Thermoelectric properties of high-performance n-type lead telluride measured insitu in a nuclear reactor core

Abstract

Thermoelectric generators are promising energy sources in remote or harsh environments such as the core of a nuclear reactor where they can power remote sensors and other in-core instrumentation. A high-performance n-type lead telluride material Pb_0.975Ga_0.025Te–0.25% ZnTe was inserted into the core of a nuclear reactor and thermoelectric material properties were continuously monitored while it was irradiated for 228 MW-days to a fast neutron (>1.0 MeV) fluence of 2.0 × 10²⁰ n cm⁻². The electrical conductivity increased within hours of the reactor starting with a peak increase to 343% of the non-irradiated electrical conductivity at the same temperatures. The electrical conductivity subsequently decreased but leveled off at 155–161% of the non-irradiated value near the end of the reactor cycle. The thermoelectric power factor and device power density peaked at 132% of the non-irradiated values within the first few days but fell to 90% of the non-irradiated values around day 9 due to a moderate drop in Seebeck coefficient to 57% of the non-irradiated value.
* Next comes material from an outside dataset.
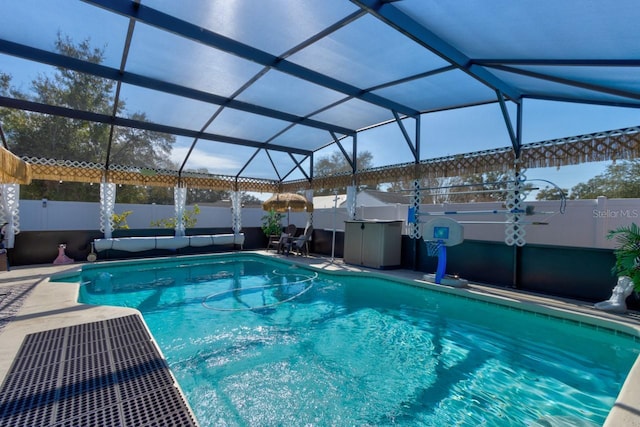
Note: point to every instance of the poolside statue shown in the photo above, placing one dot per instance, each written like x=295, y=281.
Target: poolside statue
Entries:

Beyond day 9, the Seebeck coefficient steadily increased until leveling off at 81–85% of its non-irradiated value near the end of the cycle. After the initial transient changes in Seebeck coefficient and electrical conductivity, the power factor of the material in-core was approximately the same as the measured value before irradiation. However, due to a sudden increase in Seebeck coefficient and electrical conductivity during the last few days, the power factor at the end of the reactor cycle was 8–10% greater than the power factor of the non-irradiated material at the same temperatures. These results indicate that the PbTe based thermoelectric material studied in this work can serve as a solid-state power source for operation in the harsh environment of a nuclear reactor core.